Cilium on Rancher

As part of our awesome /mid week where each year we have a look at new promising technologies in the Kubernetes & Cloud Native space, we took the time to have a deeper look into Cilium and tried out different features of it on multiple Rancher clusters with Cilium as CNI (Container Network Interface).

In this blog post we would like to highlight some first thoughts and experiences about Cilium, since we believe it has a huge potential in becoming the de facto standard CNI on Kubernetes clusters. Even if it’s not hard to install and use Cilium on Rancher clusters, we would like to describe how it’s done. This should give you the possibility to set it up on your own Rancher setup within a few minutes.

What is Cilium?

Cilium goes a whole new way in order to bring networking into Kubernetes. In contrast to traditional Kubernetes networking plugins which make heavy use of iptables, Cilium completely removes this dependency or at least tries to minimize its usage. That’s mainly because the founders of Cilium (https://isovalent.com/) saw the huge potential of a new upcoming technology inside the Linux Kernel called eBPF.

eBPF allows applications to inject small code snippets directly into the kernel by attaching them to “attachment points” such as kernel functions (kprobes), userspace functions (uprobes), system calls, sockets and many more. Since eBPF is a huge topic on its own and provides enough content for multiple books, we won’t explain it here any further. If you want to get it to know better, we recommend to have a look at Thomas Graf’s (Cilium co-founder) talk about “BPF & Cilium” and/or the official eBPF documentation.

Cilium leverages eBPF to provide a

  • highly scalable Kubernetes CNI which interconnects nodes via native routing, VXLAN or GENEVE (optionally encrypted with IPsec),
  • kube-proxy (& iptables) load balancer replacement,
  • multi-cluster connectivity solution,
  • microservice-aware network policy enforcement (L3 – L7) and visibility solution.

… to just name a few features. If you want to dig deeper into the Cilium features, consider having a look at Thomas Graf’s “Cilium – Bringing the BPF Revolution to Kubernetes Networking and Security” talk and/or the official cilium.io website.

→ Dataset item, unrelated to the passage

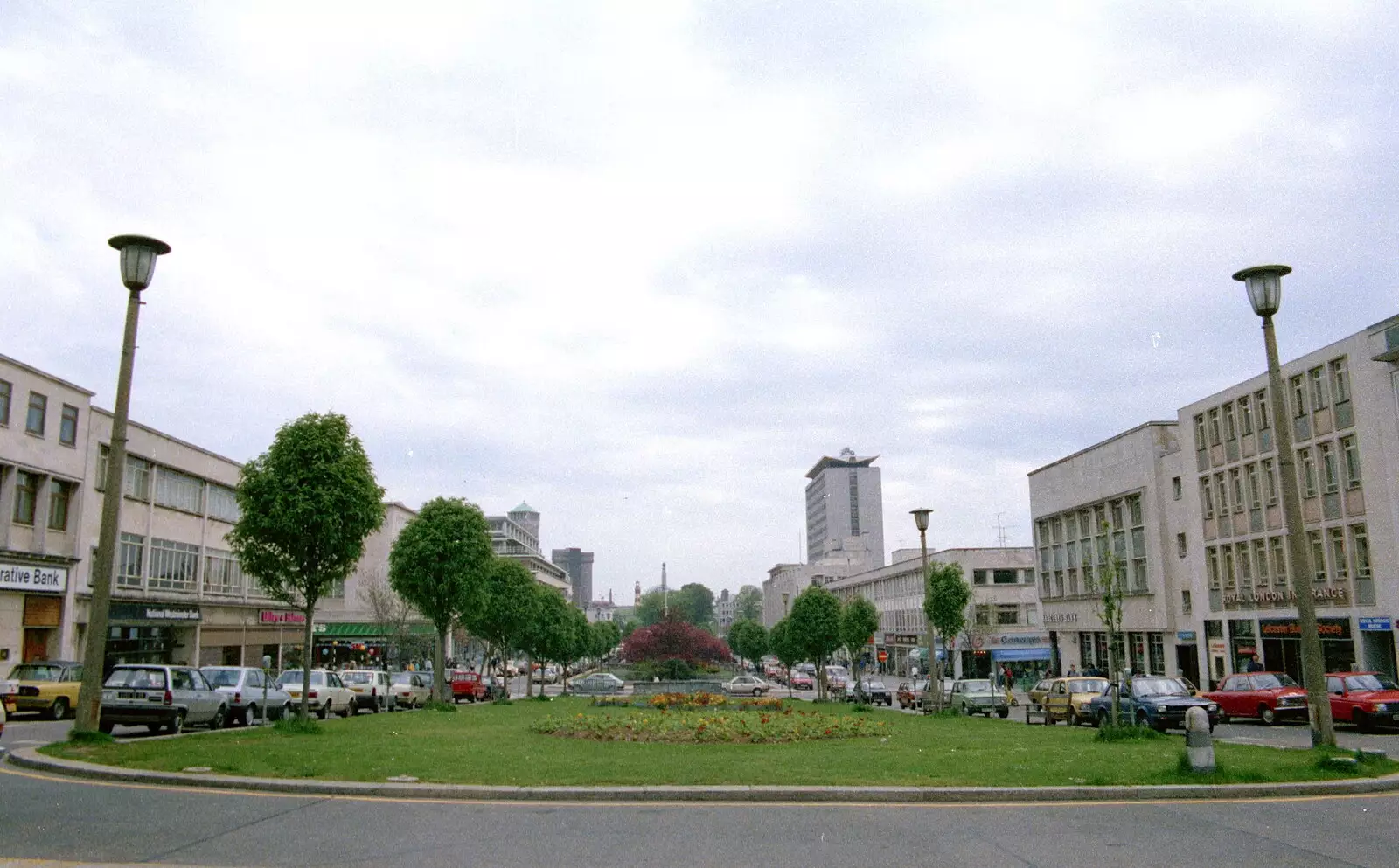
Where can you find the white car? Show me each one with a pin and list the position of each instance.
(328, 693)
(746, 685)
(244, 688)
(371, 690)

Installing Cilium on Rancher

Installing Cilium as a CNI plugin on a Rancher cluster is quite simple. The following steps are not much different from the ones in the official “Quick Installation” guide. They just need some ajustments on the Rancher side as a prerequisite.

In the cluster creation menu of Rancher’s UI, you need to select Edit as YAML since the graphical interface only allows to choose from predefined list of “Network Providers”.

In the YAML, search for the network: dictionary and replace everything below it with plugin: none.

Change:

network:
  mtu: 0
  options:
    flannel_backend_type: vxlan
  plugin: canal

to:

network:
  plugin: none

Hint: This YAML configuration also works the same way if you are setting up your Rancher cluster using the RKE CLI tool.

Now you can click Next and let Rancher create the cluster.

Before adding nodes to the cluster, you should ensure they all have the eBPF filesystem mounted:

ubuntu@mid-cilium-node3:~$ sudo mount | grep /sys/fs/bpf
none on /sys/fs/bpf type bpf (rw,relatime,mode=700)

If there is no none on /sys/fs/bpf ... output shown, you need to mount it and persist the configuration using the following commands:

sudo mount bpffs -t bpf /sys/fs/bpf
sudo bash -c 'cat <<EOF >> /etc/fstab
none /sys/fs/bpf bpf rw,relatime 0 0
EOF'

Afterwards, you can add the nodes to the cluster using the Rancher-provided sudo docker run ... rancher/rancher-agent:v2.4.8 ... commands. After a few minutes, you will see that the Nodes overview will show an error message in the Rancher UI:

This error is expected: The Kubernetes components are not able to fully communicate with each other because you didn’t deploy the CNI plugin, yet. To remedy the situation, first add the official Cilium Helm v3 chart repository to the Rancher catalog (Tools -> Catalogs -> Add Catalog).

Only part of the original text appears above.